The Interstellar Mining Union has asked buyers of its Volatile Mote product to bear with any unexpected explosive outbursts, stating the particles are “going through a really tough time right now.”
Observers have noted that the preternatural motes, which form a dense energy-rich fuel, are highly unstable and prone to unpredictable violent explosions.
“Look, we know it’s unpleasant to be around the motes right now with their tendency to blow up over the slightest thing,” representative Merg Tysala told Xenonion, “but honestly if you knew what they were going through, you’d be understanding.”
Merg stated that the current batch of motes have struggled through a challenging refining process, and have spent prolonged periods stored next to a batch of particularly pretentious Exotic Gas.

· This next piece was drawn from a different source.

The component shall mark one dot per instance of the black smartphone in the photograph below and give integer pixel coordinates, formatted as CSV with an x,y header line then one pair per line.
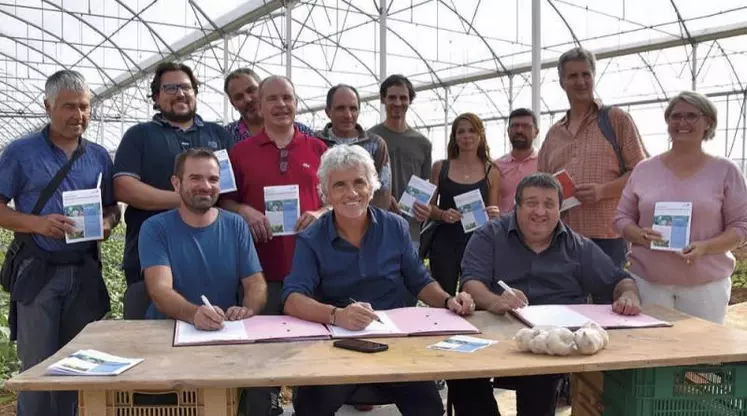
x,y
360,345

Analysts have warned, however, that consumers are becoming increasingly intolerant of being vaporized following numerous reports of explosions on mote mining stations and transport ships.
“I’m just fed-up walking around on eggshells while transporting these motes,” trader Sapra Vun told Xenonion, “not that I could walk around on literal eggshells, given they are one of the key catalysts that cause chain reactive mote explosions.”
At the time of press, representatives from the Interstellar Mining Union state they are confident their plan to purchase the motes a small thank you card and box of selection chocolates should appease them for several days at least.